RStudio projects, scripts, and some small files should be stored in a GitHub project/repository as well as a backup location.

Storage of Large Data

Cheaha

Cheaha is UAB’s cluster computing environment. You can learn more about it in this youtube video.

  • This would be used for large data that needs a supercomputer.
  • Cheaha is not a backed up resource.

Tools for Data Transfer

Data Storage Locations and Functions

  • /data/project/lab_name/ (50TB)
    • storage of raw data, genome information files, and storage of results
    • a lab must send a ticket to Research Computing requesting that project directory be created
  • /scratch/username (shared storage - meant for short-term storage during analysis)
    • workspace: copy raw files here to work with, then copy results to the lab project folder or /data/user/username once you are done
  • /data/user/username (5-10TB)
    • files for an individual, such as R libraries or individual projects
  • /home/username (20-50GB)
    • limited space, but some important files for programs might need to be stored here (e.g. “.Renviron” for R and RStudio instructions in the cluster)
  • More information about storage locations on the cluster can be found here.

Getting Started with Cheaha

  1. Follow this link for an in-depth guide on getting started on Cheaha.
  2. To request an account, send an email to support@listserv.uab.edu with background on your intended use and your affiliations.
  3. Acknowledge the confirmation email to submit the account request.
  4. Follow this Hello World example.
  5. Make RLibs and RStudioLibs folders for R packages in the /data/user/username folder to prevent packages from being stored in the home directory.

Pipeline Tools and Virtual Environments

These tools should be used for version control for tool and workflow management on Cheaha to ensure reproducibility and scalability.

Anaconda: an integrated tool used to build the environment the pipeline runs on. It installs programs into the working directory and allows you to view and change which versions programs are utilizing.

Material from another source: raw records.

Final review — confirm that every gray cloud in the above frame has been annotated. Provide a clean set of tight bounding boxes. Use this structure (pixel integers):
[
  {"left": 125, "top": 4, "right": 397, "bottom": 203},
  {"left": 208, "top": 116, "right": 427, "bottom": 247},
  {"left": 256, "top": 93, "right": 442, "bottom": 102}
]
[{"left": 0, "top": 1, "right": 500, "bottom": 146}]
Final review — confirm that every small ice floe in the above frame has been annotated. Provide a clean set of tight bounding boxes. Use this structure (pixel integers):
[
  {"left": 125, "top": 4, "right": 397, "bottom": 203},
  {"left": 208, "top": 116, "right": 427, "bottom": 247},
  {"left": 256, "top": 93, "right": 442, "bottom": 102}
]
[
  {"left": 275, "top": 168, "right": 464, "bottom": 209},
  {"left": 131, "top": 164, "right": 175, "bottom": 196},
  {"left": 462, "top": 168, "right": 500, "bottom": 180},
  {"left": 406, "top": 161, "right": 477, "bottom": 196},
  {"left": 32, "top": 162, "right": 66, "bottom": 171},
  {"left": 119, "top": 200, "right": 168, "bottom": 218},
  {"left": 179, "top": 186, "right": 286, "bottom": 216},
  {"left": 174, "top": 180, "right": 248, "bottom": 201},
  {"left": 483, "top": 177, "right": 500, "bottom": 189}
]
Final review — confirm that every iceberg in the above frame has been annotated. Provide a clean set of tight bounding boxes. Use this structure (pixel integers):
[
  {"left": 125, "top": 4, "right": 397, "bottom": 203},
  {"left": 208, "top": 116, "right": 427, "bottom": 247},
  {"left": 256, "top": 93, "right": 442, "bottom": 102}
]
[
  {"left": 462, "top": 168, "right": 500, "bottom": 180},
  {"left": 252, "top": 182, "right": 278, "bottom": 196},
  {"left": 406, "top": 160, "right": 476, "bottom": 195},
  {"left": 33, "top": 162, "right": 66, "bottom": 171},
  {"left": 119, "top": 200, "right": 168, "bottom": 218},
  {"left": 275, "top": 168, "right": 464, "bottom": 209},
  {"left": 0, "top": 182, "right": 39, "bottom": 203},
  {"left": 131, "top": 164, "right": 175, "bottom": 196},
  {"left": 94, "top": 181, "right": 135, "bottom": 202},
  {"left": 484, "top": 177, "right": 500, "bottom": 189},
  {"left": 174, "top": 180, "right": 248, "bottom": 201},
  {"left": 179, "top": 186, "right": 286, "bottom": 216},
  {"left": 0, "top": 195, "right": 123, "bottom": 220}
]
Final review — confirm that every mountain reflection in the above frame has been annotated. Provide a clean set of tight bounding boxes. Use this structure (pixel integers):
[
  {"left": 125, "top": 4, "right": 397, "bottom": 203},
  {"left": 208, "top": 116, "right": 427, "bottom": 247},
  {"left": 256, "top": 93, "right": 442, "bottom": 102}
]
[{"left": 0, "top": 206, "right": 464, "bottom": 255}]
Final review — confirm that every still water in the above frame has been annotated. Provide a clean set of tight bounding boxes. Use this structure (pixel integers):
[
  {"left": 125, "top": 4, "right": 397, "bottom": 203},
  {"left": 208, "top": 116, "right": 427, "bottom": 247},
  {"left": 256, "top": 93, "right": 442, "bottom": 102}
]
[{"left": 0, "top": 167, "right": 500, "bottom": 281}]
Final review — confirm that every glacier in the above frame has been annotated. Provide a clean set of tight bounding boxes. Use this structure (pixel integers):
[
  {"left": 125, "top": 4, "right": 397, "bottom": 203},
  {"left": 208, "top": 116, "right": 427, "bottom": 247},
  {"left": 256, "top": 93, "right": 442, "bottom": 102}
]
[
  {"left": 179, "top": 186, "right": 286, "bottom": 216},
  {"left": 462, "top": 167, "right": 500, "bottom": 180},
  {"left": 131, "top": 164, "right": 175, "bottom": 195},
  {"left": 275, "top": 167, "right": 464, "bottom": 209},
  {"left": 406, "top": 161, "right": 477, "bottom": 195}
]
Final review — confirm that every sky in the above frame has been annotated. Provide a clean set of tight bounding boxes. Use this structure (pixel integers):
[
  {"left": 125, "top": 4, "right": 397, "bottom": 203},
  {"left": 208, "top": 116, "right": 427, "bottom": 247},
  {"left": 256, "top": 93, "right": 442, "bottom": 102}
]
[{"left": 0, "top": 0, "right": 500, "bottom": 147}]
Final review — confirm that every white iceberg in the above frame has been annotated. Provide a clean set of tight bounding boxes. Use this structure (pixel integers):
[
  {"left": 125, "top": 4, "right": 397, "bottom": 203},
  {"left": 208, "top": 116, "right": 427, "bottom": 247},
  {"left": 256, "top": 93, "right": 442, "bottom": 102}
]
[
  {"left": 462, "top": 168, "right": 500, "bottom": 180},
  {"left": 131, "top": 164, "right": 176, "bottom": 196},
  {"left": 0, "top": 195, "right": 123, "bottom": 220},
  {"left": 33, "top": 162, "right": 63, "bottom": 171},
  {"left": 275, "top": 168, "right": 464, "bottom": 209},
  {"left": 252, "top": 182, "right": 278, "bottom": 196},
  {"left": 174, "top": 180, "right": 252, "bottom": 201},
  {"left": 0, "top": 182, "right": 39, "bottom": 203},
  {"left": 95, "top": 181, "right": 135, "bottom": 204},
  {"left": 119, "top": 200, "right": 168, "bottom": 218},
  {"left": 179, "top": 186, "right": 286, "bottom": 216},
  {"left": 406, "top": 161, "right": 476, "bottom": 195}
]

  • Learn about using Anaconda for version control here.
  • To learn more about creating an Anaconda environment on Cheaha, watch this video.

Snakemake: built on a make system that ensures that files are produced for each appropriate step, ensuring every expected output is produced. You can rerun a step by deleting the output from that step and the pipeline will rerun from that point.

  • Learn more about the tool Snakemake here

Lab Google Drive

Our lab uses a Google Drive folder, where data is organized into subfolders by project.

External Hard Drives

Our lab uses G-Drives, but one needs to be aware of how a given drive is formatted, as this will affect how well it works with different computing platforms. We label these drives with our initials as well as additional labels as needed and a description of what is in the hard drive. Other options are Seagate and other reputable brands with extensive reviews. As external drives are a physical storage device for data, it is important to choose a trustworthy brand and model that is compatible with your needs.